\chapter{Introduction}

\label{sec:introduction}

In the early days of computing, designing and implementing a new programming
language was very special. With the many tools that are available to language
designers and programmers today, it has become much easier to build a language
``just for fun'', as seen through the many esoteric programming languages such
as LOLCODE \cite{lindsay07lolcode}, Brainfuck \cite{mueller93brainfuck}, Piet
\cite{morgan01marpiet}, and Iota and Jot \cite{barker01iotajot}.

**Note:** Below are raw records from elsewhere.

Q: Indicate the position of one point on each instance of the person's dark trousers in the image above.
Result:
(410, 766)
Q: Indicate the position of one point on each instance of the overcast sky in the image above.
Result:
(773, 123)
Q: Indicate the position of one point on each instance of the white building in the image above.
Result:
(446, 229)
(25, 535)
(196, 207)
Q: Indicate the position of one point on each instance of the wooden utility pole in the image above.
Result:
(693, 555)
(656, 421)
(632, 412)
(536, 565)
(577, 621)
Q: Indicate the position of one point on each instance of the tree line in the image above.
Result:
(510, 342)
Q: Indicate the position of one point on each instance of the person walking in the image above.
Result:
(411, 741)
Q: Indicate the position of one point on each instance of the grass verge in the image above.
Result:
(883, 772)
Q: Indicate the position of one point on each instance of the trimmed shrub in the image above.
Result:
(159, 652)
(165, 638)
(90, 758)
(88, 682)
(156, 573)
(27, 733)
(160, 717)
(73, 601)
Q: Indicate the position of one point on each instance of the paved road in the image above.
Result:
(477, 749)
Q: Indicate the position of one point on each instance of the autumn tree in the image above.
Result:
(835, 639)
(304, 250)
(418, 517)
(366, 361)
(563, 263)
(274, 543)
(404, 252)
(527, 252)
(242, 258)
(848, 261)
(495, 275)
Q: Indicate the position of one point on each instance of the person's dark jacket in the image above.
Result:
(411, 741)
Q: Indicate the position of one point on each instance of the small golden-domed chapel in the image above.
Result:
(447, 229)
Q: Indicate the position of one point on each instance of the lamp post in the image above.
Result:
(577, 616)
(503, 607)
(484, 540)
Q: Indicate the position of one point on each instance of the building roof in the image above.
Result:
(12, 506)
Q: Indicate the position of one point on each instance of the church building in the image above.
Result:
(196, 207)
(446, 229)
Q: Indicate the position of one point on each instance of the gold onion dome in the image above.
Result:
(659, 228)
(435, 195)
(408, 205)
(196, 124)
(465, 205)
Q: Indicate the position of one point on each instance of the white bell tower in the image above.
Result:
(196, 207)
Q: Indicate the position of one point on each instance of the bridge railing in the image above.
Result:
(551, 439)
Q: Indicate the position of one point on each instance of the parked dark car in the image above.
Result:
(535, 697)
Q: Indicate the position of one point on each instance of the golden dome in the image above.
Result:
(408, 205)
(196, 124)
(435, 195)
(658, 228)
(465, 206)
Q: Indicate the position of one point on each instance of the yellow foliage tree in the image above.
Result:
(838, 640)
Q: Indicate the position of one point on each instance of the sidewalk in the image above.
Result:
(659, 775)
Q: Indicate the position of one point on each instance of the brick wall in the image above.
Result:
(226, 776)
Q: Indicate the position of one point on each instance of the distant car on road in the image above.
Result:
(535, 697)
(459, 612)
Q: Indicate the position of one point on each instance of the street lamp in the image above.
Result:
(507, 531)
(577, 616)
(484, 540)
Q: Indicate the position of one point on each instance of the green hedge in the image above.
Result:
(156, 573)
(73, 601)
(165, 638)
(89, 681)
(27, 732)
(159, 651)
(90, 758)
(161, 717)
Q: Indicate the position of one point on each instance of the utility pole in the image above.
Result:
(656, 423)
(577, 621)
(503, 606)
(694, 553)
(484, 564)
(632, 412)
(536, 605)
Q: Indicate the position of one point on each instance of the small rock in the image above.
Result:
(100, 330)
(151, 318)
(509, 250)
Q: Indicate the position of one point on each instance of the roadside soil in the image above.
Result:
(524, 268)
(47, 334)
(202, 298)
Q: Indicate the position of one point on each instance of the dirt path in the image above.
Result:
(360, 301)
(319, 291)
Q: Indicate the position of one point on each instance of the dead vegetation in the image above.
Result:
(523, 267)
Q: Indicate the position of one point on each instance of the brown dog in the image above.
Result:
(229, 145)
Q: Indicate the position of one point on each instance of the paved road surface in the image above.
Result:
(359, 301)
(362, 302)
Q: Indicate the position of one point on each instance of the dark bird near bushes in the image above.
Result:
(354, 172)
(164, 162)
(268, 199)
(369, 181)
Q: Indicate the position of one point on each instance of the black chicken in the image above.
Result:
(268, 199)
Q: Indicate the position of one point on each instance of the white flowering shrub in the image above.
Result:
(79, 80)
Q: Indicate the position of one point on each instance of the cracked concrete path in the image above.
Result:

The increased ease of building a language is partly because of the numerous
tools available for building parsers, either through parser combinators such
as list of successes \cite{wadler85list, hutton98parsing}, Parsec
\cite{leijen01parsec} and those in the Utrecht toolset \cite{swierstra1999fec}
or parser generators such as lex and yacc \cite{levine92lex}, JavaCC
\cite{viswanadha96javacc} and ANTLR \cite{parr07antlr}. Another reason is the
modularization of compilers: in early days every new language had to build the
entire chain of processes that make up a compiler. Nowadays it is common to
split a compiler in clearly separated phases that allow reuse. Examples of
this are Clojure, Groovy, and Scala that compile to the Java platform and C\#,
F\#, and Visual Basic .NET that compile to the .NET CLI, inheriting all
libraries available for those platforms. Another strategy is to compile
languages to intermediate languages such as GRIN, LLVM, C-{}-, or even C, for
which excellent compilers are already available.

The first steps of designing a new language include the definition of a
semantics and a data structure to capture programs. Then follow the parser and
algorithms for evaluating programs or compiling them to another language. As a
language matures, new features are added or existing ones are improved.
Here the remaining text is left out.